The Bank of Canada held its policy rate at 2.25% this week. The decision was widely expected. What mattered was the tone. Policymakers said growth disappointed in Q1 and excess supply persists, economists at TD Bank wrote in their weekly note. At the same time, higher oil prices are complicating the inflation outlook. The message left the BoC in a narrow channel. Markets read it as modestly dovish. Pricing for a 25-basis-point hike by year-end edged lower after the announcement.
The Canadian dollar bore the brunt of the cross-border rate divergence. Upward inflation expectations in the U.S. pushed CAD to a fresh seven-month low at 0.7140 per greenback. Canadian government bond yields fell roughly 10 basis points across the curve. The move in CAD reflects a simple transmission: U.S. rates rising while Canadian rates stay anchored. The currency strength meter shows the loonie near its weakest level relative to the dollar in seven months.

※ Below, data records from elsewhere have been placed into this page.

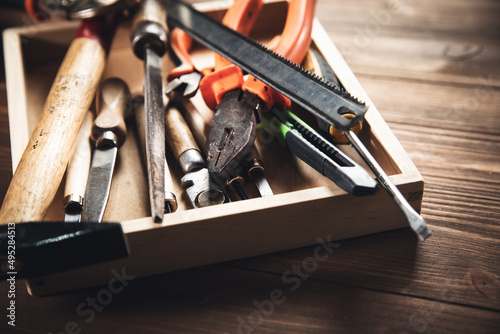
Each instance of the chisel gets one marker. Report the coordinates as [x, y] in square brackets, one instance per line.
[44, 161]
[77, 173]
[149, 42]
[47, 247]
[108, 133]
[139, 115]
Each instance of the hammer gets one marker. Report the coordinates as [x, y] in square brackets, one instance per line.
[28, 246]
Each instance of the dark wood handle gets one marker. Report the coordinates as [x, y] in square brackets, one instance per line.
[112, 107]
[44, 160]
[177, 132]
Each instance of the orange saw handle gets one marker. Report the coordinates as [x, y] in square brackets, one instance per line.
[226, 76]
[293, 45]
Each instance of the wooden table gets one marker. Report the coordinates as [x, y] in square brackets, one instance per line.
[431, 68]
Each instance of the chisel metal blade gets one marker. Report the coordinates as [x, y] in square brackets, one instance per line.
[155, 133]
[99, 183]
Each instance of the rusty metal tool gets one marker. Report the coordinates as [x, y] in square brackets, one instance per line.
[149, 38]
[202, 191]
[240, 103]
[77, 173]
[108, 132]
[140, 116]
[48, 247]
[76, 9]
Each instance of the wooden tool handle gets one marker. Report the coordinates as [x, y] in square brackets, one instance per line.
[78, 168]
[177, 132]
[44, 161]
[112, 107]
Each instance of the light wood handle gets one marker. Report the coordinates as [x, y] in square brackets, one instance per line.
[112, 108]
[78, 168]
[177, 132]
[44, 160]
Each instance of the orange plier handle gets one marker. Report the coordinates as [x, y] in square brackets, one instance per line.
[293, 45]
[226, 76]
[240, 17]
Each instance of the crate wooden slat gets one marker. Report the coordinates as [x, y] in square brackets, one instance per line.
[306, 207]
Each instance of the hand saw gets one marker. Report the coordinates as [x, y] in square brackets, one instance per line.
[323, 99]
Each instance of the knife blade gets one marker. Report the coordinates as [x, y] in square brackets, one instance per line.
[109, 133]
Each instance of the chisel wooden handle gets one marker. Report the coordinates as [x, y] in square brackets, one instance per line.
[112, 107]
[44, 161]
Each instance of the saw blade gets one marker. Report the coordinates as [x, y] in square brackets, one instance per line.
[318, 96]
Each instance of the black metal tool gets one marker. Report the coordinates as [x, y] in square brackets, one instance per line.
[51, 247]
[324, 157]
[314, 94]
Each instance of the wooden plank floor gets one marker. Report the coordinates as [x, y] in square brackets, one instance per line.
[432, 69]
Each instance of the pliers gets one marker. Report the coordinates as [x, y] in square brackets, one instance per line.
[239, 103]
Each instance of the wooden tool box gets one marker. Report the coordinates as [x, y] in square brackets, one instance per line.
[305, 206]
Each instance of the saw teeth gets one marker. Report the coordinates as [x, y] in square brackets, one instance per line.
[313, 76]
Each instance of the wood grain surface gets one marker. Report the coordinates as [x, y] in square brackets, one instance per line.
[431, 68]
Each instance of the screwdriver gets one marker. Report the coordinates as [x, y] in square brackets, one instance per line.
[417, 223]
[149, 43]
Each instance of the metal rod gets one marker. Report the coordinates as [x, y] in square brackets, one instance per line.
[417, 223]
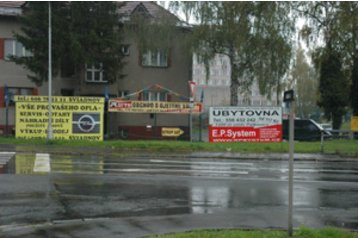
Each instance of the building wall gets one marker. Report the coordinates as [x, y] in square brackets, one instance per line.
[11, 75]
[174, 77]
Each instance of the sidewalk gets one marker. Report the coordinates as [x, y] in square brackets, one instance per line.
[101, 151]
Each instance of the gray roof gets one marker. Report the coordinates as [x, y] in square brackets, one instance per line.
[153, 10]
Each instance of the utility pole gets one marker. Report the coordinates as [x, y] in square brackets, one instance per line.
[49, 128]
[289, 99]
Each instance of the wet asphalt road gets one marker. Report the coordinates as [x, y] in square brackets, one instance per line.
[133, 196]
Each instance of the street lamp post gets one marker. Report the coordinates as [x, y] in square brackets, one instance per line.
[49, 128]
[289, 99]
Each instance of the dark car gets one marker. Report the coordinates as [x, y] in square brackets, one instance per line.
[305, 130]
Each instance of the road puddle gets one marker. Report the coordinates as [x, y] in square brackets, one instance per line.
[42, 164]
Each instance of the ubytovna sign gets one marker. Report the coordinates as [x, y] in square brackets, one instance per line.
[248, 124]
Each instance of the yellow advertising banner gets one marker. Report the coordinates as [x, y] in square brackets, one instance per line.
[153, 107]
[73, 118]
[354, 123]
[171, 132]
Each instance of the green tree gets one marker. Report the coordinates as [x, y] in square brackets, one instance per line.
[82, 33]
[254, 35]
[306, 81]
[336, 23]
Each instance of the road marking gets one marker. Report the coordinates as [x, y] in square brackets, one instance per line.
[200, 162]
[180, 171]
[42, 163]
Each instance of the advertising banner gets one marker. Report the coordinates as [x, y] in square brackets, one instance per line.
[152, 107]
[354, 123]
[171, 132]
[73, 118]
[246, 124]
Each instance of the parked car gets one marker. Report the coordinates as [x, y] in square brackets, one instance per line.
[305, 130]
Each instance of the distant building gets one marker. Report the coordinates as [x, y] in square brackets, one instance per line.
[217, 86]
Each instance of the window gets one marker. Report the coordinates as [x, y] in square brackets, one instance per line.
[94, 73]
[154, 96]
[123, 93]
[125, 50]
[15, 48]
[155, 58]
[12, 92]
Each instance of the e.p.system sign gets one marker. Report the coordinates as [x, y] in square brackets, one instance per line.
[245, 124]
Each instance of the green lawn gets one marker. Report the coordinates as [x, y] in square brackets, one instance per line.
[343, 147]
[301, 233]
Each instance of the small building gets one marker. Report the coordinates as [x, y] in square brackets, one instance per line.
[170, 68]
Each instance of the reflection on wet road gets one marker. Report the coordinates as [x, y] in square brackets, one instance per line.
[53, 188]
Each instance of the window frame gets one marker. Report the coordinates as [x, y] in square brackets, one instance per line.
[17, 49]
[153, 58]
[93, 70]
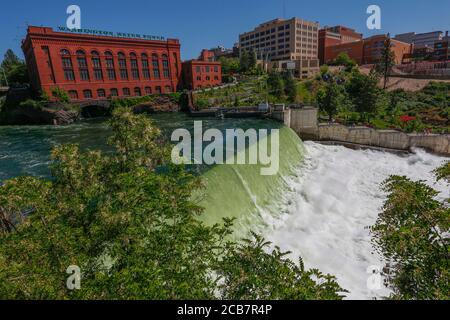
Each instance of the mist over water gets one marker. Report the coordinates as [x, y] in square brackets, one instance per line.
[318, 206]
[332, 200]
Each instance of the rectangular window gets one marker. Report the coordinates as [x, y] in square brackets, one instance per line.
[124, 74]
[84, 74]
[111, 74]
[98, 74]
[96, 63]
[82, 63]
[67, 63]
[69, 75]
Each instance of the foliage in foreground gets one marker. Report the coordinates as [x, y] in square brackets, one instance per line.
[129, 222]
[412, 233]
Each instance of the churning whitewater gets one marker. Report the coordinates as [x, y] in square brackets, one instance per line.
[332, 200]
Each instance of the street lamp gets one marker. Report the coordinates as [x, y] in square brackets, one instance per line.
[4, 75]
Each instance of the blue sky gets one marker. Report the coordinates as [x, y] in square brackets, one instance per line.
[208, 23]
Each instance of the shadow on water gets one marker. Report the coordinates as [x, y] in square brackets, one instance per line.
[238, 191]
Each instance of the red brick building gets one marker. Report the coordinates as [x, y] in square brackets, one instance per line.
[332, 36]
[203, 72]
[368, 51]
[101, 65]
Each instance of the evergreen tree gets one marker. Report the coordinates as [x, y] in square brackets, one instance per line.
[329, 99]
[412, 234]
[128, 220]
[275, 84]
[290, 87]
[363, 92]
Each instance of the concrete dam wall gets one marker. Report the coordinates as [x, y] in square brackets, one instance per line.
[304, 122]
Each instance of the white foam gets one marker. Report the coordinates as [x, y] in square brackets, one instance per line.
[333, 199]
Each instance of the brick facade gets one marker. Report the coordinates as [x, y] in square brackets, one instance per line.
[332, 36]
[100, 67]
[202, 73]
[368, 51]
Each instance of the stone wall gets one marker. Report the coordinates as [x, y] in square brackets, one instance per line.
[304, 122]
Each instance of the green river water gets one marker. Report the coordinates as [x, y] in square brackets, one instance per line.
[238, 191]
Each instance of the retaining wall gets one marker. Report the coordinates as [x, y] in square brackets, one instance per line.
[304, 122]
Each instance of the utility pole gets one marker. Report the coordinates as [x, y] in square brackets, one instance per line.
[4, 75]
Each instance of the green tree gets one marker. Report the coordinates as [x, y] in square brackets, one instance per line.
[395, 97]
[343, 59]
[290, 87]
[128, 220]
[363, 92]
[275, 84]
[329, 99]
[443, 173]
[229, 65]
[411, 233]
[244, 61]
[10, 59]
[387, 61]
[14, 69]
[60, 95]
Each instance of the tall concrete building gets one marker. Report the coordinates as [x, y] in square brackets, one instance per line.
[282, 41]
[332, 36]
[420, 40]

Away from rates, Canada's April merchandise trade surplus widened for a second consecutive month to the largest since early 2025. Higher oil prices helped. The details showed export volumes rose and the gains were reasonably broad-based, the economists noted. Net trade now looks set to contribute positively to Q2 growth, reversing the drag from Q1.
That improvement comes just before the July 1 CUSMA review. A timely renewal looks unlikely. Missing the deadline would not collapse the agreement. CUSMA would remain in force and shift to rolling annual reviews. That outcome would prolong trade uncertainty, weighing on business confidence and investment, the economists wrote.
South of the border, the May CPI report hardened the inflation picture. Headline inflation hit 4.2% year-on-year, the fastest pace in three years. Core inflation rose 2.9% year-on-year. Energy costs drove most of the headline gain. Non-housing services stayed firm. The NFIB small business survey showed a growing share of firms raised average selling prices and planned further increases. That suggests higher energy and input costs are rippling beyond the pump, the economists wrote.
Housing offered a modest reprieve. Existing home sales rose 3.2% in May to the highest level since December. Still, activity is hovering near the 4-million mark for a third year. Home price growth remains in the slow lane.
Labor market signals were mixed. Initial jobless claims ticked higher for a third week. Yet they remain broadly range-bound. The small business survey pointed to slower job creation ahead, with hiring plans softening alongside rising inflation worries.
The net effect is that the Middle East conflict's impact keeps showing up in data and is becoming harder for the Fed to ignore. Core inflation will likely stay elevated through year-end, supporting a prolonged Fed pause, the economists wrote.
Next week marks Kevin Warsh's first FOMC meeting as Chair. TD economists expect the committee to signal that rates will stay elevated through year-end in its updated Summary of Economic Projections. The last set reflected 25 basis points of easing this year and next. The statement may also drop the easing bias. That would bring the Fed closer to market pricing, which now shows a toss-up between no action and a 25-basis-point hike by year-end.